E) OSPF Errors, Warnings, and Log Messages
Receiving "ospf unknown protocol" error message
Receiving "Mismatch Authentication type"
Receiving "%ospf-4-NONEIGHBOR" error message
Receiving "ospf-5-ADJCHG” error message
Receiving "OSPF: Hello from x.x.x.x with mismatched NSSA
option bit"
F) If you suspect that a link-state database is corrupted or that
two databases are not synchronized,
you can use the "show ip ospf database database-summary"
command to observe the number of LSAs in each router's database.
Tasks for Troubleshooting
General OSPF Issues –
1. Verify Port Status – Verify admin state &
line state. Line state down can be due to – remote end shut, card error,
duplex, speed etc. To test –
2. Verify OSPF Interfaces -
Run the show ospf interface command to verify
that the OSPF interfaces are up.
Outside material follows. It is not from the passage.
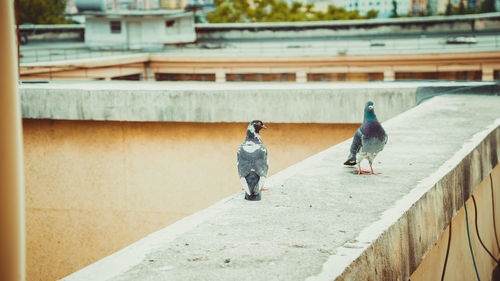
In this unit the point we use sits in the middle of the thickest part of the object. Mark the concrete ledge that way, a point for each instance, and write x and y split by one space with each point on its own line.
213 102
225 102
320 221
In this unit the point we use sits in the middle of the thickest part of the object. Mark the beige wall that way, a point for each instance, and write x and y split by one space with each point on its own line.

Use the detail keyword to display
detailed information about the interface.
3. Check OSPF Adjacency –
◾Down—No information has been received from the neighbor.
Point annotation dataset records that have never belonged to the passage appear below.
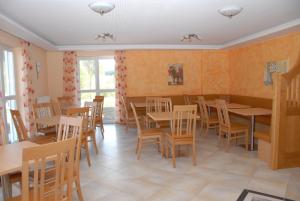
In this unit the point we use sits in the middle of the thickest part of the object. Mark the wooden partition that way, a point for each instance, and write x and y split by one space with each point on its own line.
285 132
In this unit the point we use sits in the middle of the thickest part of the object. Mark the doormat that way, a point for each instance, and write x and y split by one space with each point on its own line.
249 195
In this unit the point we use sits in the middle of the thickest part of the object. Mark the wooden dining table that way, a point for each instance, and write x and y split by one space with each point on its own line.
213 104
48 121
252 113
11 161
163 116
140 104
◾Attempt—Attempt is valid for neighbors on NBMA network; the neighbor is
being contacted, but no information has been received.
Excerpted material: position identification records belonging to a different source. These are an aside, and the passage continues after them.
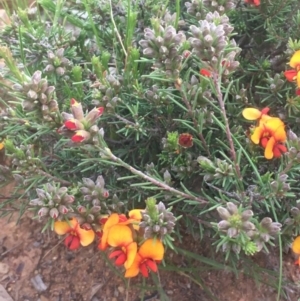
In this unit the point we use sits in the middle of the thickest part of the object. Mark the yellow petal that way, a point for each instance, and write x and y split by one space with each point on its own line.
298 79
152 248
296 245
251 113
133 270
295 59
119 236
86 237
135 214
63 227
112 220
256 136
131 251
269 148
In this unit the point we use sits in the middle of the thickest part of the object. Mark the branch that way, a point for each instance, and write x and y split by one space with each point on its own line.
107 153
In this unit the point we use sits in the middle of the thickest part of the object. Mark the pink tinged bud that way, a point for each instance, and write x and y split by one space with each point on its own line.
73 125
63 209
105 194
81 209
43 211
76 109
54 213
94 114
81 136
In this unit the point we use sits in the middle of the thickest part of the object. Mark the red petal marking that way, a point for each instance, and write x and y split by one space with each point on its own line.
73 101
264 141
151 264
144 270
72 242
205 72
265 111
121 257
77 138
290 75
70 125
100 110
278 150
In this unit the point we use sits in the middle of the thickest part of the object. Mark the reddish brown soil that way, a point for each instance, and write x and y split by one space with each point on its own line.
86 274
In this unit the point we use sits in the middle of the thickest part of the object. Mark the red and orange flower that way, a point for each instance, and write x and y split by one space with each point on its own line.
269 132
76 235
294 74
150 253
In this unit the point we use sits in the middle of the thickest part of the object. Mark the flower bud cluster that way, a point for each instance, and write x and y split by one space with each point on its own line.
57 63
106 93
276 83
234 220
279 186
164 46
38 96
295 219
96 197
157 221
53 202
211 38
265 231
221 6
79 126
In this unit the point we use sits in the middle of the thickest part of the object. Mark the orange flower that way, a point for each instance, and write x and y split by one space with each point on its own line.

◾Init—A Hello packet has been received from the neighbor, but the
router is not listed in that Hello packet.
◾2-Way—The 2-way state indicates that the router has identified its own
router ID in the Neighbor field of the neighbor’s Hello packet. Receiving a
database descriptor packet from a neighbor in the init state also causes a
transition to the 2-way state. Receiving a hello with an OSPF neighbor in 2-way
state is not a concern in broadcast multiaccess networks at the DR.. Other
routers in these networks cannot progress beyond the 2-way state; in these
networks, they achieve Full state only with Designated Router (DR) and Backup
Designated Router (BDR). The adjacency must pass through 2-way state before
proceeding to a Full state. Failure to pass through the 2-way state indicates
there might be an error in the database exchange.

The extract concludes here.